Introduction to MSSQL Server 2000 Analysis Services: Basic Storage Design

Monday Sep 20th 2004 by William Pearson
Share:

Design aggregations for your cube. MSAS Architect Bill Pearson provides a hands-on introduction to the design of aggregation storage size and query performance optimization.

About the Series ...

This article is a member of the series Introduction to MSSQL Server 2000 Analysis Services. The series is designed to provide hands-on application of the fundamentals of MS SQL Server 2000 Analysis Services, with each installment progressively adding features and techniques designed to meet specific real - world needs. For more information on the series, as well as the hardware / software requirements to prepare for the exercises we will undertake, please see my initial article, Creating Our First Cube.

Note: Service Pack 3 updates are assumed for MSSQL Server 2000, MSSQL Server 2000 Analysis Services, and the related Books Online and Samples. Images are from a Windows 2003 Server environment, upon which I have also implemented MS Office 2003, but the steps performed in the articles, together with the views that result, will be quite similar within any environment that supports MSSQL Server 2000 and MSSQL Server 2000 Analysis Services ("Analysis Services" or "MSAS"). The same is generally true, except where differences are specifically noted, when MS Office 2000 and above are used in the environment, in cases where MS Office components are presented in the article.

Overview

Optimization of MSAS requires an in-depth knowledge of many factors, including the manner in which MSAS executes queries within the client/server architecture that embodies it. From the perspective of the cubes that MSAS produces, our primary concerns, from a performance standpoint, lie within two main groups: cube processing performance (how fast the cube builds / updates from the source data) and cube query performance (the response time with which consumers' needs are met with information contained in the cube).
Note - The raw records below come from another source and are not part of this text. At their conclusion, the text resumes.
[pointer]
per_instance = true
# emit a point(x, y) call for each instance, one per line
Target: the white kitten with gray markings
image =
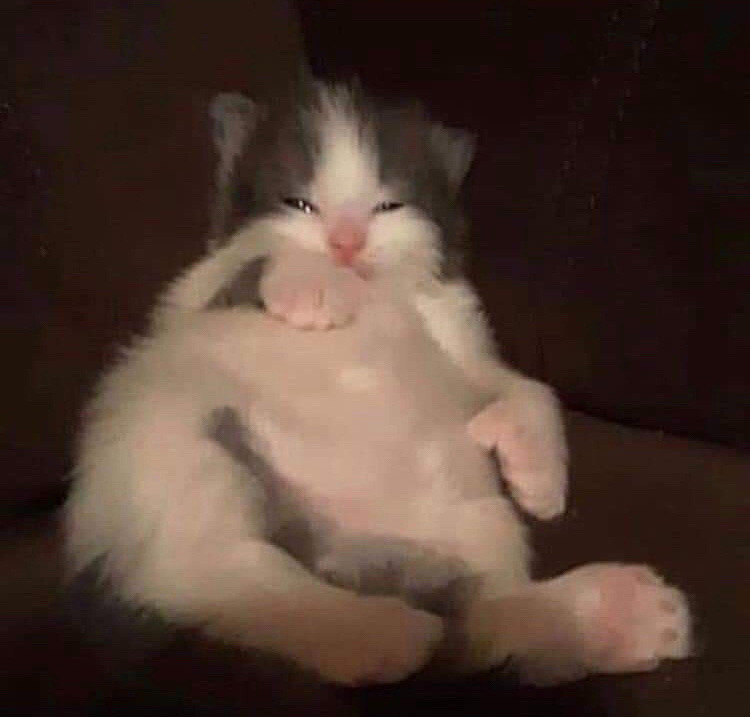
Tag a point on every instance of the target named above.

The structure of MSAS cubes themselves span many considerations; among the most significant concerns are storage modes and aggregations. MSAS allows for management of these and other factors in numerous ways, including several tools within the application. This article will focus on the Storage Design Wizard, and, as a natural part of exploring its use, we will consider and acknowledge the importance and potential complexity of storage configuration for MSAS. The detailed topics of storage, aggregation, and a host of other considerations in tuning MSAS are beyond the scope of this article. These and many other performance-related topics will be treated individually in other articles of my various series.

In this lesson, we will do the following:

  • Introduce the Storage Design Wizard, discussing its general purposes;
  • Explore scenarios where we might use the Storage Design Wizard;
  • Practice using the Storage Design Wizard in a basic scenario;
  • Review cube processing;
  • Discuss how the processing log can be used to focus on storage design effectiveness.

The Storage Design Wizard

Introduction and Overview

The MSAS Storage Design Wizard provides us a guided, user-friendly approach to configure, both initially and on an on-going basis, storage options for our cubes. In addition, the wizard affords us a means of adding, modifying and removing cube aggregations. Moreover, the Storage Design Wizard lets us manage aggregations on a partition-by-partition basis when working with a multi-partitioned cube, as we shall see when we address partitioning in a subsequent article.

The primary purpose in life for a cube is to provide a data source from which data can be retrieved rapidly by enterprise information consumers. Aggregations, or predefined summaries of data values, support this rapid retrieval of data. One of the strengths of an MSAS OLAP implementation is that it offers us flexibility in deciding the most appropriate physical storage of these aggregations, within the context of our individual business and technical environments.

We can select from three options (referred to as modes) for storage of aggregations in MSAS. The options differ mainly in the physical location where detail, or low level dimensional members, and aggregated values are stored. The three storage modes from which we can select are shown in Table 1.

Storage Mode

Physical Storage Locations

Detail Values

Aggregated Values

ROLAP

RDBMS data source

RDBMS data source

(MSAS-maintained)

HOLAP

RDBMS data source

Cube

MOLAP

Cube

Cube


Table 1: Storage Modes Available in MSAS

As an example, a cube developer might decide that monthly financial system balances for the last two operating years belong in MOLAP, where they can be accessed quickly by the enterprise on a daily basis. The historical data, more than two years old, might be relegated to ROLAP. Information consumers would never know the difference, as all would appear to be coming from the same source (the cube), at the level of retrieved data, unless there is a sudden need to do intensive reporting upon historical data (the speed of retrieval of which might be impacted). Design in this area, if based upon realistic data access and usage requirements, can typically afford consumers a single view of the data, regardless of the underlying storage mode(s) chosen.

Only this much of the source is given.